The digital imaging revolution shows no signs of slowing down. On the point-and-shoot front, the marketing war for consumer dollars grows more competitive each year each. Competition drives manufacturers to add features and cut prices, which provides consumers with more options.
Many photo enthusiasts don’t want to drag a DSLR, a full sized tripod, and a bag of lenses everywhere they go – they want small, quick, inconspicuous, responsive, high performance cameras designed by photographers for photographers. Straight shooters especially like compact point-and-shoots. Panasonic’s new Lumix ZS10 is the successor to last year’s ZS7, which legions of photography enthusiasts crowned the best prosumer point-and-shoot of 2010.
Manufacturers regularly tout the features and performance of their new cameras at consumer electronics shows, but they rarely address consumer complaints about a specific model’s design, features, ergonomics, and performance. Though the ZS7 was very popular, it was not a perfect camera and consumers spoke up about what they thought needed improvement. Panasonic listened and tailored the ZS10 to meet those expectations. In many significant ways the ZS10 represents a much larger step forward than its predecessor did over Panasonic’s earlier generations of point-and-shoot cameras.
The ZS7 was a 12 megapixel digicam, while the ZS10 boasts 16 megapixel resolution – more pixel power for sure, but it could spell more noise at higher ISO sensitivities. The ZS7 featured a 12x (25-300mm equivalent) Leica zoom, while the ZS10 features a 16x (24-384mm equivalent) Leica zoom.
The ZS10 features a new MOS image sensor (the ZS7 featured a CCD image sensor). The ZS7’s slower-than-the-competition continuous shooting mode has been noticeably improved, the GPS landmark database and lookup features have been expanded, and the ZS10 captures 1080i (the ZS7 captured video at a maximum resolution of 720p) HD video.
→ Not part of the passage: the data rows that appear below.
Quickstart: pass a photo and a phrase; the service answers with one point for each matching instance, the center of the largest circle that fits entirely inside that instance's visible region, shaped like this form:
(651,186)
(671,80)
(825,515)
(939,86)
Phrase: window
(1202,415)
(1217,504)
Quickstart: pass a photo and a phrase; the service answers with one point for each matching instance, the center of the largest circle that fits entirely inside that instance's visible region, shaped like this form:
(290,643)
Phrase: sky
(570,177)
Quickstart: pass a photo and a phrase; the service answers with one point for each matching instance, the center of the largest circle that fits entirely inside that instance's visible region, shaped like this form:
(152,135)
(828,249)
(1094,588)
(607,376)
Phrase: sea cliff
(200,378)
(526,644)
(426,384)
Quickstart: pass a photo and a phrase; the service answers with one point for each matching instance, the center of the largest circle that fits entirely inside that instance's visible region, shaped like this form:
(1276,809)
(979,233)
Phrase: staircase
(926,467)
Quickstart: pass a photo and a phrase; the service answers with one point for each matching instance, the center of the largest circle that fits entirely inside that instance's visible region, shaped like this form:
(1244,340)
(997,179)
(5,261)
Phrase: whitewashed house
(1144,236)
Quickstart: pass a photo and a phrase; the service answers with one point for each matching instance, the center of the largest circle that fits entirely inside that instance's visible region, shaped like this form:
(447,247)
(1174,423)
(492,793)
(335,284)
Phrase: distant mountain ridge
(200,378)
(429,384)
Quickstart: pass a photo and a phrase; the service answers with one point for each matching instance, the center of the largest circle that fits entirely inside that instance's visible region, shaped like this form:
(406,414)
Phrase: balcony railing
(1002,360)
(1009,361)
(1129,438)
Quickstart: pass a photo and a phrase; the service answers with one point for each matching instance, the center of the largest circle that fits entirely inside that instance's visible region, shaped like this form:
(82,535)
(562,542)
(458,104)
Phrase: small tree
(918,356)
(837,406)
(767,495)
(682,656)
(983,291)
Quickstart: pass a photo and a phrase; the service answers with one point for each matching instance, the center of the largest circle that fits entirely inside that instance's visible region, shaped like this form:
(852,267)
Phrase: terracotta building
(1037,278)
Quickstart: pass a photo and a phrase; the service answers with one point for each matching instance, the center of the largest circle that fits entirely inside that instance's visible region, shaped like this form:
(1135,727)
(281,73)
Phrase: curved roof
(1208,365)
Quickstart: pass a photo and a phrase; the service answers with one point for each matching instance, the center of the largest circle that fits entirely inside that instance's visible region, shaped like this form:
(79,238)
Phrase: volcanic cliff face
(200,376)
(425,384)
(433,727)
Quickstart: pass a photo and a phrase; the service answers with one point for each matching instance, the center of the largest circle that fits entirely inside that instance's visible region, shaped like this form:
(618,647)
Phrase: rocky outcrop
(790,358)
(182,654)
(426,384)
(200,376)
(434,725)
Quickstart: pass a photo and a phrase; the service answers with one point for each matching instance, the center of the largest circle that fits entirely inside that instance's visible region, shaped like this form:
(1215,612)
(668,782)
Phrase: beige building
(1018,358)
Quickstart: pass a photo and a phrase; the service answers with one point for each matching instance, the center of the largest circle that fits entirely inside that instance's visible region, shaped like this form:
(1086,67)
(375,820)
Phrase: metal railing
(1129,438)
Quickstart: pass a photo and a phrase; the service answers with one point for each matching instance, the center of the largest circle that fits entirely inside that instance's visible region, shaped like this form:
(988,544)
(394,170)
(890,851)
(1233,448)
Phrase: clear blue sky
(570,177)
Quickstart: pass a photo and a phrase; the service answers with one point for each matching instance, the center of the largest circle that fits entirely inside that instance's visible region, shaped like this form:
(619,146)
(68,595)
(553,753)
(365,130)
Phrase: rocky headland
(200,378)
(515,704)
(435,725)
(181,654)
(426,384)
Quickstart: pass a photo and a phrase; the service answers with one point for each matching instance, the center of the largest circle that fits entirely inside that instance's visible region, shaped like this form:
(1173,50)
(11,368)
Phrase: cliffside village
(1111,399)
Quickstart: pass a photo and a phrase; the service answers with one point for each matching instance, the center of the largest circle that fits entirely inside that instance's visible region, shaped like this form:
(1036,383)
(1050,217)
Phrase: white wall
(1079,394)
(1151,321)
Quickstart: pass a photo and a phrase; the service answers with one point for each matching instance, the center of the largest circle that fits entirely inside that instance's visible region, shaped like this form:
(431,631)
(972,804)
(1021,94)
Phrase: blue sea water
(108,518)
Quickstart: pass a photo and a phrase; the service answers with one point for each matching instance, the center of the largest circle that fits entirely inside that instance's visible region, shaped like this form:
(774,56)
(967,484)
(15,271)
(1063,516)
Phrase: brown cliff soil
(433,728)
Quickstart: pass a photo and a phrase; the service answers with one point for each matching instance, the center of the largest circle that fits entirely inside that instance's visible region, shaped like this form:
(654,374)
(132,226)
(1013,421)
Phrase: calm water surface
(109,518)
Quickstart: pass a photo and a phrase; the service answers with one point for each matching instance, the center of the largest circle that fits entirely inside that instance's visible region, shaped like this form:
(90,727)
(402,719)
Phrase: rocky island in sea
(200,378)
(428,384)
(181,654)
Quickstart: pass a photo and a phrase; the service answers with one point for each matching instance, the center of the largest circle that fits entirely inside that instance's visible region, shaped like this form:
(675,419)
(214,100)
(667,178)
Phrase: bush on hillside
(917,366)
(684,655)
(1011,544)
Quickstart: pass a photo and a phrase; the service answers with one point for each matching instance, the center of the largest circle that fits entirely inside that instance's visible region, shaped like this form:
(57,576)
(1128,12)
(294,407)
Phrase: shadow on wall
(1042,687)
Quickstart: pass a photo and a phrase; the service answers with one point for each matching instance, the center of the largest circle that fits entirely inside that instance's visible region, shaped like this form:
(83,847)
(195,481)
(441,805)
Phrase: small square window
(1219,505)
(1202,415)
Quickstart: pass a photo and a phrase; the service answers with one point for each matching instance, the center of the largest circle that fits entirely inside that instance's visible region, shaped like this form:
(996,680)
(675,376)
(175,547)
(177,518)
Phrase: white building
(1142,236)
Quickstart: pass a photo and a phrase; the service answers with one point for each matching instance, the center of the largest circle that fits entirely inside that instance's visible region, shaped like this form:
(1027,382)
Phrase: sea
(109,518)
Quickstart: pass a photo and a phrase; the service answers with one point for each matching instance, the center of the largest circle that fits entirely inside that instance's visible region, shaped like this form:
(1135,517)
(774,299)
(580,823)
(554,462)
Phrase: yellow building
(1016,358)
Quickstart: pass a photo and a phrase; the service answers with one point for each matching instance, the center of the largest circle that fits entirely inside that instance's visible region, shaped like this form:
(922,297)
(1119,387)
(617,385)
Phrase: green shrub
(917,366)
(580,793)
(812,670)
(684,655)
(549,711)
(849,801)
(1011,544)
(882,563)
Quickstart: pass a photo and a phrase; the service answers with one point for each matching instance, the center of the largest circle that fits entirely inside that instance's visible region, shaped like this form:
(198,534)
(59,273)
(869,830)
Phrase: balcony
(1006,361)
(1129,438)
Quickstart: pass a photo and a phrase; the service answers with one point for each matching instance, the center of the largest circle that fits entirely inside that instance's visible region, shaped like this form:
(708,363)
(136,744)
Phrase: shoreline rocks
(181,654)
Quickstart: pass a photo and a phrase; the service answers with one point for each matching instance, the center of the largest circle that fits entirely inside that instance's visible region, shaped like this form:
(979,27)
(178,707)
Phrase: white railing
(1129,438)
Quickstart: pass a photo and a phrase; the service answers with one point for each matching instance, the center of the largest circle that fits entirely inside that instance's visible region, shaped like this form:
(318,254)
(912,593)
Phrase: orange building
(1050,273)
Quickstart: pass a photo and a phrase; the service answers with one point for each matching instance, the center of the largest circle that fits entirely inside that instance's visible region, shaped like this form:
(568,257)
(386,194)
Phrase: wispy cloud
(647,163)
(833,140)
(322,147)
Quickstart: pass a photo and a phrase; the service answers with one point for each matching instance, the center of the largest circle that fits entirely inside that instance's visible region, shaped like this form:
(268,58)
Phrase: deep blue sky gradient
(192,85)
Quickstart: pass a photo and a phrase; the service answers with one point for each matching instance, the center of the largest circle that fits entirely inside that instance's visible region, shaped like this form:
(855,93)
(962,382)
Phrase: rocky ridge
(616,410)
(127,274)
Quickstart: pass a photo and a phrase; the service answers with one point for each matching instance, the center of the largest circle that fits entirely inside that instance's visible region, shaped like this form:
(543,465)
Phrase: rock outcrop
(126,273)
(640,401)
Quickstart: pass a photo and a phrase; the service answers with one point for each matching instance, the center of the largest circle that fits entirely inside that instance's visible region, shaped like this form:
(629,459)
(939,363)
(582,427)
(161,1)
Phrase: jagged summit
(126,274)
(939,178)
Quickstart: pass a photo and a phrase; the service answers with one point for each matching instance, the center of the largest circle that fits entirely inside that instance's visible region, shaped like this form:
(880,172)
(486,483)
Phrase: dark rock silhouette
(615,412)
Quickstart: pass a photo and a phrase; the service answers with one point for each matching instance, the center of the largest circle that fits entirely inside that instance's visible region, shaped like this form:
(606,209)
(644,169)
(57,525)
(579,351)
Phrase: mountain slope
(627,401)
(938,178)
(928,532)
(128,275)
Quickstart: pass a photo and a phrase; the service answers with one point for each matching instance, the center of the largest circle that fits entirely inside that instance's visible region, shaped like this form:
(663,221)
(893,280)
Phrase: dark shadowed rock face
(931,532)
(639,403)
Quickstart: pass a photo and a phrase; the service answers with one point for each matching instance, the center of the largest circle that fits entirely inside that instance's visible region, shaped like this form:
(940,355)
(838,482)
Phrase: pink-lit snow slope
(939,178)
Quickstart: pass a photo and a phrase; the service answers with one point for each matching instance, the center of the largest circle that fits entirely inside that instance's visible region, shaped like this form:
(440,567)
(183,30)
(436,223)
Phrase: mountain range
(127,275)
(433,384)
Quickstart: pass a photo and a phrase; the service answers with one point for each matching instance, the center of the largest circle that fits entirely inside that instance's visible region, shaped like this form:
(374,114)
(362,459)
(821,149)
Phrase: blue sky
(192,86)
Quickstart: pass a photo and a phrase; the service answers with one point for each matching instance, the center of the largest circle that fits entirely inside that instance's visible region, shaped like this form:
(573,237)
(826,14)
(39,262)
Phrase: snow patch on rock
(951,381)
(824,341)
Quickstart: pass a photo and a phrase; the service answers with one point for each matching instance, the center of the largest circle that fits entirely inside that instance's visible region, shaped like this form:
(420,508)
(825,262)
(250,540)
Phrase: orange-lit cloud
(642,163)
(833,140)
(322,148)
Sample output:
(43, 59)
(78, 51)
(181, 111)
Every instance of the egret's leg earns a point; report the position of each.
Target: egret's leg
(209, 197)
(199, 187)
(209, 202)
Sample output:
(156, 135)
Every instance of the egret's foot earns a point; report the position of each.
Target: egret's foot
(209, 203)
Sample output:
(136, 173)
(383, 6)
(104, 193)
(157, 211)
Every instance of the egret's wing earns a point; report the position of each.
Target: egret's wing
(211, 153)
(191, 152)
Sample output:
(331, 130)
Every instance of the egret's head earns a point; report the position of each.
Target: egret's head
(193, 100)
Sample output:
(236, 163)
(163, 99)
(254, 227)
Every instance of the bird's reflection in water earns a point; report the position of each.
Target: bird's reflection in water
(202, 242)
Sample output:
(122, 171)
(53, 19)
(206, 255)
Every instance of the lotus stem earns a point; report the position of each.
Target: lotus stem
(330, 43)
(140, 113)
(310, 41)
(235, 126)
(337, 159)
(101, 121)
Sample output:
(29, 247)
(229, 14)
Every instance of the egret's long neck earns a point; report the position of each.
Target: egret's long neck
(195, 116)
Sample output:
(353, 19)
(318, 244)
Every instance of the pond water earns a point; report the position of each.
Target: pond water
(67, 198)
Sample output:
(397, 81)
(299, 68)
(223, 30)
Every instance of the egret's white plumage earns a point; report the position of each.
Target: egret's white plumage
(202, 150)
Other new features include slow motion video, composite noise reduction and a 3D capture mode for those who want to view their stuff on a 3D TV.
The Panasonic Lumix ZS10 is a typical looking and fairly inconspicuous black and silver point-and-shoot. Fit and finish are first rate and all controls are logically placed and easily accessed by right handed shooters with the exception of the one touch video capture button. Most digicams with a one touch video capture button place this control in the upper right corner of the camera’s rear deck – since that placement allows the camera user to simply push the video start/finish button with their right thumb. The ZS10’s tiny one touch video capture button is on the camera’s top deck – right where the shutter button is traditionally located – which in my opinion is counterintuitive.
The ZS10’s metal alloy body shell seems tough enough for just about anything and the weather/moisture and dust seals appear to be more than adequate. Though it is small enough to slip into a pocket, the Panasonic ZS10 is a solidly built compact – when you walk around with this camera in your shirt pocket you (and everyone else) will know you are carrying something fairly substantial.